Erasmus Finance Seminars

Speaker(s)
Roni Michaely (Cornell University, United States)
Date
Tuesday, September 17, 2013
Location
Rotterdam

DellaVigna and Pollet (2009) argue that the documented underreaction to Friday earnings announcements can be attributed to investors’ inattention on Friday relative to other days of the week. Using four approaches, we examine the impact of firm heterogeneity on the immediate reaction and drift for Friday earnings announcements. First, we identify that Friday underreaction is generated only by announcements made after trading hours on Friday and find that firms that have made a Friday evening announcement experience a reduced reaction to earnings news announced not only on Friday but also on non-Friday weekdays.
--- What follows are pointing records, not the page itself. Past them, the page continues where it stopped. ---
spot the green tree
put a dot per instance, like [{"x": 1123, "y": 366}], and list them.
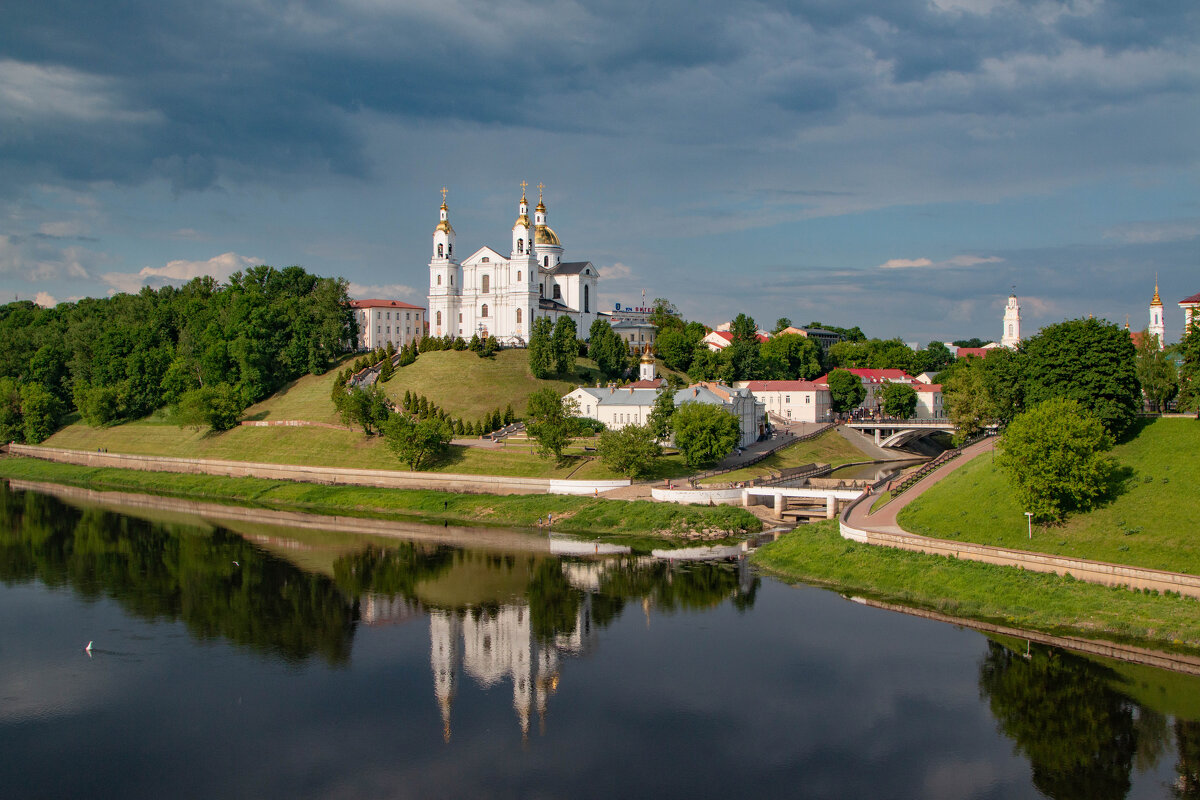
[
  {"x": 40, "y": 413},
  {"x": 846, "y": 391},
  {"x": 899, "y": 401},
  {"x": 541, "y": 348},
  {"x": 565, "y": 347},
  {"x": 1090, "y": 361},
  {"x": 1055, "y": 458},
  {"x": 1189, "y": 373},
  {"x": 659, "y": 419},
  {"x": 417, "y": 443},
  {"x": 551, "y": 422},
  {"x": 790, "y": 356},
  {"x": 705, "y": 433},
  {"x": 1156, "y": 373},
  {"x": 631, "y": 450},
  {"x": 215, "y": 407}
]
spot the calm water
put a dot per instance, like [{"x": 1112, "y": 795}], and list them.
[{"x": 263, "y": 662}]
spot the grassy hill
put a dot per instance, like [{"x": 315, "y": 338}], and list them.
[
  {"x": 1151, "y": 522},
  {"x": 468, "y": 386}
]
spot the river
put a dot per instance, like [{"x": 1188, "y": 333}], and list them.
[{"x": 246, "y": 660}]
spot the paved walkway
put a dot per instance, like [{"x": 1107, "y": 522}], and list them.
[{"x": 882, "y": 529}]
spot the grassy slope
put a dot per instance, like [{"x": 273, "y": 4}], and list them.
[
  {"x": 1151, "y": 523},
  {"x": 468, "y": 386},
  {"x": 571, "y": 513},
  {"x": 1044, "y": 602},
  {"x": 829, "y": 447}
]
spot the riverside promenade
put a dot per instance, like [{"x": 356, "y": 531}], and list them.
[{"x": 882, "y": 529}]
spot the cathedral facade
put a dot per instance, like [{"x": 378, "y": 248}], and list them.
[{"x": 492, "y": 294}]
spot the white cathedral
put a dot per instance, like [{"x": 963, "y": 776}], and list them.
[{"x": 491, "y": 294}]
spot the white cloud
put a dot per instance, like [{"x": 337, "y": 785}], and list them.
[
  {"x": 385, "y": 292},
  {"x": 616, "y": 272},
  {"x": 179, "y": 271},
  {"x": 1152, "y": 233},
  {"x": 922, "y": 263}
]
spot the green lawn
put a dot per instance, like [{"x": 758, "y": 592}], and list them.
[
  {"x": 831, "y": 447},
  {"x": 468, "y": 386},
  {"x": 571, "y": 513},
  {"x": 1152, "y": 522},
  {"x": 817, "y": 554}
]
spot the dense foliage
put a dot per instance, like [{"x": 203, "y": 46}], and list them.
[
  {"x": 1054, "y": 456},
  {"x": 705, "y": 434},
  {"x": 121, "y": 358}
]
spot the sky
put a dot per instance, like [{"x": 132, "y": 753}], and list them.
[{"x": 900, "y": 164}]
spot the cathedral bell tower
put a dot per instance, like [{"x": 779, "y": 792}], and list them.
[
  {"x": 1012, "y": 335},
  {"x": 1157, "y": 328}
]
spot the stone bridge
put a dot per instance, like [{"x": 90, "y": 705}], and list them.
[{"x": 893, "y": 433}]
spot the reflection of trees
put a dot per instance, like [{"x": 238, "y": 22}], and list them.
[
  {"x": 1079, "y": 734},
  {"x": 1187, "y": 739},
  {"x": 393, "y": 570},
  {"x": 160, "y": 571}
]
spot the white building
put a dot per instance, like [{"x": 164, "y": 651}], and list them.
[
  {"x": 633, "y": 405},
  {"x": 499, "y": 295},
  {"x": 1012, "y": 335},
  {"x": 799, "y": 401},
  {"x": 388, "y": 320}
]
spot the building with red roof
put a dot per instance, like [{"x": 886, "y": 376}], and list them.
[{"x": 388, "y": 320}]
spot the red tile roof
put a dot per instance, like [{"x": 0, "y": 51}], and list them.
[
  {"x": 874, "y": 376},
  {"x": 383, "y": 304}
]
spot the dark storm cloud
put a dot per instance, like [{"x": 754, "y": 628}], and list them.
[{"x": 195, "y": 92}]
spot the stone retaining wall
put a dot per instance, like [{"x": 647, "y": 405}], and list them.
[{"x": 379, "y": 477}]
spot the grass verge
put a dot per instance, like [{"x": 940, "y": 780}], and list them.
[
  {"x": 1150, "y": 522},
  {"x": 817, "y": 554},
  {"x": 571, "y": 513}
]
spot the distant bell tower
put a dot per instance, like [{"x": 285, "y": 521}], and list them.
[
  {"x": 1156, "y": 318},
  {"x": 1012, "y": 336}
]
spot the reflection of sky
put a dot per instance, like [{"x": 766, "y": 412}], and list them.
[{"x": 804, "y": 693}]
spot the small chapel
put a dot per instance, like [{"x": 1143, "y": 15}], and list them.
[{"x": 492, "y": 294}]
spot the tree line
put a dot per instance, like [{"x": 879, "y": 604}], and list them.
[{"x": 209, "y": 349}]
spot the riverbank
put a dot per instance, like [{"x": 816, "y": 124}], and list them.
[
  {"x": 1060, "y": 606},
  {"x": 570, "y": 513}
]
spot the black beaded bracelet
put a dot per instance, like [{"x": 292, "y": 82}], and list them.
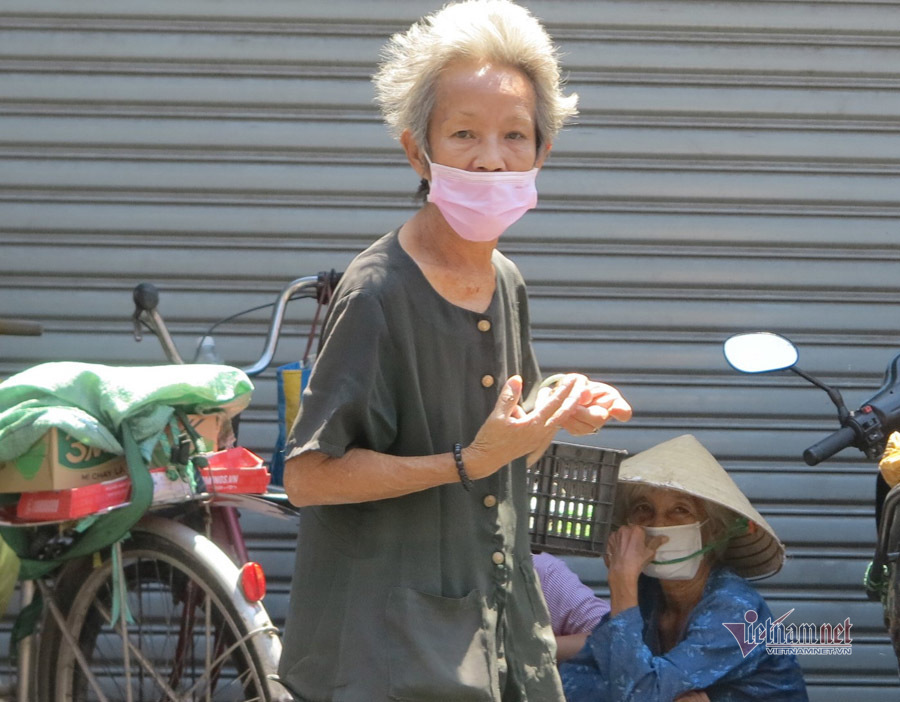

Second, we match Friday evening announcements to other weekday-evening announcements based on firm characteristics, such as market capitalization, institutional holdings, and analyst following. There is no difference in the response to earnings announcements between the two groups. Third, we find that firm fixed effects eliminate the Friday effect. Fourth, the market response to Friday evening earnings announcements is not different from the market response to earnings announcements of the very same firms on other evenings of the week. Finally, we find that the smaller trading volume found by DellaVigna and Pollet for Friday announcements is not earnings-related. We conclude that while inattention may explain certain patterns in the behavior of investors and prices in financial markets, it is not the reason for the reduced reaction to earnings announced on Friday.